Il y a quelque chose d’assez sombre dans votre travail qui évoque la mort, par exemple dans la Baigneuse et la colère, je pense notamment aux performances intitulées Ferme ta gueule (littéralement : enferme toi) et Dégage (littéralement : tombe). Y a-t-il une dimension tragique, voire dramatique, aux histoires que vous racontez dans vos pièces ? 

C’est vrai qu’il y a une dimension tragique parce que je pense que les images fortes des souvenirs ce sont aussi des images de traumatismes. Il y a un lien dramatique oui, mais je n’ai pas forcément cette volonté d’être dramatique dans mon travail. Je peux aussi en sortir et être plus douce. C’est vrai que j’ai aussi besoin de faire des choses de manière brute, mais c’est une forme d’honnêteté, car j’ai envie de montrer ce qu’il y a de plus intense. Il y a une dimension de vécu dans ce que je fais. Je pense qu’il y a deux parts : la violence du souvenir et comment il peut remonter très fort à la surface, et la douceur des affects familiaux. Il y a un peu des deux, quelque chose de très sombre et à la fois beaucoup d’amour.

Alicia Zaton, ZAMKNIJ SIE, « Ferme ta gueule (litéralement : enferme–toi) » Bruxelles, 2012 – porte, trois charnières, angle de 180°

Alicia Zaton, SPADAJ « dégage (littéralement : tombe) » Bruxelles 2012 – traces d’une performance, photographie numérique

Vous parlez de « mythologie familiale » et de « déconstruction », qu’est-ce que vous souhaitez détruire de cette mythologie ? Comment cela se matérialise-t-il dans la forme ?
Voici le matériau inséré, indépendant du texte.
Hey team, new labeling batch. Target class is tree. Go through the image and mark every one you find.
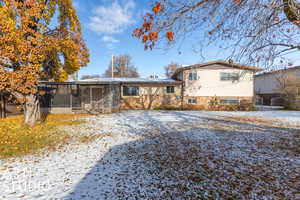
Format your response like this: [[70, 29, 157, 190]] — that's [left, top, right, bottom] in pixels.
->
[[104, 54, 139, 78], [0, 0, 89, 125], [165, 62, 182, 78], [133, 0, 300, 66]]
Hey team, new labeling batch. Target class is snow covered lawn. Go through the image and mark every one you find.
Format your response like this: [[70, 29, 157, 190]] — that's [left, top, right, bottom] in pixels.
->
[[0, 111, 300, 200]]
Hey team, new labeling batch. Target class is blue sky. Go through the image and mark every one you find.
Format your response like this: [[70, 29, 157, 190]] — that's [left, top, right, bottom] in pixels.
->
[[73, 0, 300, 77], [74, 0, 230, 77]]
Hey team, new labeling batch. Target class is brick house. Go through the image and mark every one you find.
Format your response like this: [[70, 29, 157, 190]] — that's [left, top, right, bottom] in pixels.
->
[[254, 66, 300, 109], [173, 60, 260, 109], [37, 61, 260, 113]]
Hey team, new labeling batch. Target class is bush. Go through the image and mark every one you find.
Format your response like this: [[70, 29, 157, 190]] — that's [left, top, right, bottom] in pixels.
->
[[0, 114, 83, 159]]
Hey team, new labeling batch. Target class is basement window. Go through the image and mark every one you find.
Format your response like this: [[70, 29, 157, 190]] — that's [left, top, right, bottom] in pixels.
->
[[123, 86, 140, 96], [220, 72, 240, 81], [188, 98, 197, 104], [189, 72, 197, 81], [167, 86, 175, 94]]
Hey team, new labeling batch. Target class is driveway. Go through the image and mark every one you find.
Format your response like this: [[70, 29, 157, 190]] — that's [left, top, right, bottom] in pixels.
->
[[0, 111, 300, 199]]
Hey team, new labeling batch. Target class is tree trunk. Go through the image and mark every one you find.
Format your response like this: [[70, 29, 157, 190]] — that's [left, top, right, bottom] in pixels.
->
[[0, 93, 5, 118], [24, 94, 41, 126]]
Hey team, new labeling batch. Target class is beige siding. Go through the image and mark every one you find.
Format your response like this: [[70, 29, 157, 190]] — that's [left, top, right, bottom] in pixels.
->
[[254, 69, 300, 94], [184, 66, 254, 97]]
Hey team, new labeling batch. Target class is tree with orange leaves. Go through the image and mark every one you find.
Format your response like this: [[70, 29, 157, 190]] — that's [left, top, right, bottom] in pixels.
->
[[0, 0, 89, 125], [133, 0, 300, 67]]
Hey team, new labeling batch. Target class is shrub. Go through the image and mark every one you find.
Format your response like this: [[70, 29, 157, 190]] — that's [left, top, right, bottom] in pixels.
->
[[0, 114, 83, 159]]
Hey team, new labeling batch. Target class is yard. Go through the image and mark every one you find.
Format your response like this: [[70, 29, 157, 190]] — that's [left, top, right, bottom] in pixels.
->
[[0, 111, 300, 200]]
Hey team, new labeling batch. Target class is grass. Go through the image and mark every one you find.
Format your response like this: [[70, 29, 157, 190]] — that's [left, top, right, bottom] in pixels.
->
[[0, 114, 84, 159]]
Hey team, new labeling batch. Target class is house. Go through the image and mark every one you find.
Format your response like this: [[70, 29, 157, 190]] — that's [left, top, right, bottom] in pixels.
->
[[254, 66, 300, 106], [173, 60, 260, 109], [40, 61, 260, 113]]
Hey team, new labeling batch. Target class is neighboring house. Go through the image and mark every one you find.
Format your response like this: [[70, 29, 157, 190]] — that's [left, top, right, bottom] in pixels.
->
[[173, 60, 260, 109], [40, 61, 260, 113], [254, 66, 300, 105]]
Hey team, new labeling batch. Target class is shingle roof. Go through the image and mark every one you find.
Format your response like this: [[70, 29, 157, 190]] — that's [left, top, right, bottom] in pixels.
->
[[173, 60, 262, 77], [256, 66, 300, 76]]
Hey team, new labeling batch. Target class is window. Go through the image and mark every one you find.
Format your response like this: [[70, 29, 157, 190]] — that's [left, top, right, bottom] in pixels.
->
[[188, 98, 197, 104], [123, 86, 139, 96], [220, 99, 239, 105], [189, 72, 197, 81], [167, 86, 175, 94], [221, 72, 240, 81]]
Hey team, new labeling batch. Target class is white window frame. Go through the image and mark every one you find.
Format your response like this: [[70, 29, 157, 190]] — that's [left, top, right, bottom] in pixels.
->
[[220, 72, 240, 81], [188, 72, 198, 81], [188, 98, 197, 104], [166, 85, 176, 94]]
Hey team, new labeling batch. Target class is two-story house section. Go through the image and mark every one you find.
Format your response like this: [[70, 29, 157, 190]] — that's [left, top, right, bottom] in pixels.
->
[[173, 60, 260, 108]]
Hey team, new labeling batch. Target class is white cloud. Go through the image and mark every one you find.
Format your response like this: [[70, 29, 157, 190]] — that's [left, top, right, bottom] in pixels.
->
[[102, 35, 120, 43], [89, 0, 136, 34]]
Avant de déconstruire, il faut découvrir comme dans le travail de mémoire que j’ai fait pour ma cinquième année. J’avais décidé de faire un roman fragmenté à partir de plusieurs personnes de ma famille ou même des personnes inventées. Il s’agissait de partir à la recherche d’histoires qui me construisent depuis des années : des souvenirs de discussions écoutées aux portes, d’indices que tu réinterprètes. Donc je me suis permise dans ce mémoire d’inventer une nouvelle histoire par rapport à mes spéculations d’enfant. Du coup j’ai commencé à construire une mythologie familiale et aussi culturelle. Quand je dis que je déconstruis, cela veut dire que je ne pourrais jamais la posséder totalement. J’ai une sorte de vision très personnelle de cette culture et de l’histoire en général, car je n’ai que des fragments. Je fragmente et ensuite je recompose avec une histoire qui m’est propre.

 

Quand on est adulte, on n’a pas la même vision des choses que lorsqu’on est enfant, on a en quelque sorte un filtre. Cette déconstruction est-elle une réinterprétation de votre vision d’enfant ?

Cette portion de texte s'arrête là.